By Bob Van Voris and Kim Bhasin
Beneath the very public collapse of Adidas AG’s multibillion-dollar sneaker deal with Ye, formerly known as Kanye West, is a private legal battle over a $US100 million ($148 million)-a-year marketing fund.
The fund, from which Adidas claims the rapper diverted $US75 million, has come to the fore as the two sides trade accusations behind closed doors over the partnership that imploded last year, sending the German apparel maker reeling.
Details of the dispute, which is being conducted through an arbitrator, had been closely guarded until they were accidentally revealed in a related hearing in May, when the parties’ lawyers discussed them in open court. Bits and pieces of the conflict have also been seeping out in legal filings, including one in which Adidas alleges that the hip-hop artist formerly known as Kanye West and his fashion brand Yeezy LLC “mishandled virtually all of the marketing funds” — including by deploying them for unauthorised purposes.
“There is nobody in the courtroom, your honour, other than the parties and their counsel,” Mark Goodman, an attorney for Adidas, told US District Judge Valerie Caproni at the hearing in Manhattan as he prepared to talk about information submitted under seal.
“That’s fine,” Caproni said, according to a transcript of the hearing. “Be aware it’s possible a reporter could walk in at any time.”
And then one did. The lawyers, who didn’t notice, went on to discuss the previously undisclosed marketing fund that Adidas executives had put in place.
Adidas claims that last year it paid $US50 million ($74.3 million) into a Yeezy bank account in Wyoming, where the rapper/designer used to live, and $US25 million into Yeezy’s JPMorgan Chase account in New York, all to be put in a special pot for marketing.

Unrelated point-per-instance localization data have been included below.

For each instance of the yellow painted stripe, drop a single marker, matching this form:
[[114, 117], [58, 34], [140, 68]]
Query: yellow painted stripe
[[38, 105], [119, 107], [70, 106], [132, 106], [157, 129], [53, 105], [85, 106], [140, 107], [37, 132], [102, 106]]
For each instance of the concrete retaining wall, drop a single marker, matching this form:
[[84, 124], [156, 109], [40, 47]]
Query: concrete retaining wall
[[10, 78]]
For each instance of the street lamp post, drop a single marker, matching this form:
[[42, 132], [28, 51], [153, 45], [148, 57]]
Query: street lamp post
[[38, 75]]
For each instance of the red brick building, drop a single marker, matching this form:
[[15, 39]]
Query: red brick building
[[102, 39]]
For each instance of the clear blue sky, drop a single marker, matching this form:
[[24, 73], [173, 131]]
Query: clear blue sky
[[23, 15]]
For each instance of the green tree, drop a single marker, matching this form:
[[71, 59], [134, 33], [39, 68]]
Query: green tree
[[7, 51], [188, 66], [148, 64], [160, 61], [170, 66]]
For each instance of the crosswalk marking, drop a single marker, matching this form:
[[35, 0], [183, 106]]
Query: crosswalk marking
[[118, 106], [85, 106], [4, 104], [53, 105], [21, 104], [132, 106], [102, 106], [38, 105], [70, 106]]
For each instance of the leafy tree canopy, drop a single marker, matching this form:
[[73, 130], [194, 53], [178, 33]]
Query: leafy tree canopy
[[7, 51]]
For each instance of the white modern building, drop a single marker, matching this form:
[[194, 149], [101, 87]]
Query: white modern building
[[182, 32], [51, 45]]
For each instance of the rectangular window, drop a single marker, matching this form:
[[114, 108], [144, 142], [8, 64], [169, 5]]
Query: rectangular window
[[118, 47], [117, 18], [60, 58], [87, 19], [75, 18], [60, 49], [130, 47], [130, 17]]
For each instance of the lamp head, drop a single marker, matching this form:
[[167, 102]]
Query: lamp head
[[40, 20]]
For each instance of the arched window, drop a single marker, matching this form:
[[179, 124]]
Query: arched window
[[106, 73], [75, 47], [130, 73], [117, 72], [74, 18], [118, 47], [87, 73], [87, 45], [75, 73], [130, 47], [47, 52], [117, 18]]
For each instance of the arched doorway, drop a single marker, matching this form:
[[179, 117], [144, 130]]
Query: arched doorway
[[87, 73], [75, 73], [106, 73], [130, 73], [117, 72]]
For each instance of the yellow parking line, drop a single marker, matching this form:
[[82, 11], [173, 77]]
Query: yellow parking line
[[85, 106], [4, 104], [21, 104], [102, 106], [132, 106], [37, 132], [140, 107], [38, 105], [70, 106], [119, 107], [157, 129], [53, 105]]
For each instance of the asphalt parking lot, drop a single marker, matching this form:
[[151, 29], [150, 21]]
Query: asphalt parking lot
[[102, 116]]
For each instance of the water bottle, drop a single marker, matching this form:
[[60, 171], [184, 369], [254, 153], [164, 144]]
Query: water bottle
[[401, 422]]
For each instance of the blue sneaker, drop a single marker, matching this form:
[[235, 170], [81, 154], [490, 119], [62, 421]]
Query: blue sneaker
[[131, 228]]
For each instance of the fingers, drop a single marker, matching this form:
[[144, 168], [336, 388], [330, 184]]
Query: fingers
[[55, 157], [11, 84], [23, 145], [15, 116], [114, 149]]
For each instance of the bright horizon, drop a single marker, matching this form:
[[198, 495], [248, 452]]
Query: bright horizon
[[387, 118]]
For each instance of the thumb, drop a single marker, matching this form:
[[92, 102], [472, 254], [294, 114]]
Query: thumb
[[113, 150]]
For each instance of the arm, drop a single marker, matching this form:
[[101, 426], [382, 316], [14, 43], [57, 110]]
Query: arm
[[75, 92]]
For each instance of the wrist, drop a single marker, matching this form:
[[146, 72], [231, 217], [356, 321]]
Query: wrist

Instead, it alleges, the money was immediately transferred into a separate, general account where it was commingled with other Yeezy funds, in violation of their agreement.
Adidas is locked in secret arbitration with Ye and three of his companies claiming he single-handedly reduced the promising venture to “economic rubble.” It is pursuing an accounting of the funds and a return of the $US75 million, minus any amount Yeezy can show was used for valid marketing purposes, as well as unspecified monetary damages.
Ye has said the designer shoe is on the other foot.
“No one should be held in that position where people can steal from them and say we’re just paying you to shut up,” he said in an interview with Bloomberg in September shortly after firing off a series of Instagram posts hammering Adidas executives, and just before the deal went sour.
“That destroys innovation. That destroys creativity. That’s what destroyed Nikola Tesla.”
A heavily redacted copy of Ye’s arbitration counterclaims includes the accusation that Adidas copied Ye’s designs to make its own lower-priced shoes. Adidas claims it owns all of the Yeezy shoe designs, which Ye has publicly said are his.
The dispute became public when Adidas went to federal court in New York to try to freeze the $US75 million to prevent Ye from dissipating it or moving it out of reach.
William H. Taft V, a lawyer for Adidas, declined to comment on the dispute. A lawyer for Ye didn’t respond to a request for comment.
The partnership fell apart in October after Ye chastised the executives and went on a series of anti-semitic rants. Since then, it’s been nine months of operational and legal headaches for the German sportswear company. The breakup blew a hole in Adidas’s finances.
The company is now trying to recoup some revenue by selling $US1.3 billion in leftover Yeezys, while donating some proceeds to charity. Even so, it found itself facing what could be its first operational loss since the early 1990s.
To make matters worse, shareholders filed a suit against Adidas in Oregon in April, alleging that former management failed to disclose issues between the company and Ye, and asking to represent a larger class of investors.
The contract between Adidas and Ye is contained in a 53-page licensing and endorsement agreement signed in May 2016, as well as in a series of amendments, letter agreements and payment confirmations that later became part of the deal. It includes confidentiality provisions intended to keep secret the details of the agreement and the Yeezy business. One requires Ye’s company to return any unused, or misused, marketing funds received from Adidas in the previous year, according to the shoemaker.
Under the terms of their deal, Ye’s business collected royalties from every pair of shoes sold, making up the bulk of his payouts, which surpassed $US200 million in 2020, according to a cash flow document prepared by UBS and reviewed by Bloomberg News. On top of that, he received a marketing fee to promote the shoes — $US51 million that year, or about 3 per cent of net sales, according to the document.
It’s unclear exactly what the marketing money was used for. Ye has said that in 2019 he took out funds for marketing Yeezy to use on Sunday Service, his gospel choir tour that played shows at Coachella, Howard University, in Jamaica and at his homes in California and Wyoming. He said it cost about $US50 million.
Based on the in-court disclosures, Caproni later ordered both sides to uncover previously blacked-out information related to the marketing payments from more than 450 pages of court filings in the case. She denied Adidas the freeze. The dispute is now back in private arbitration.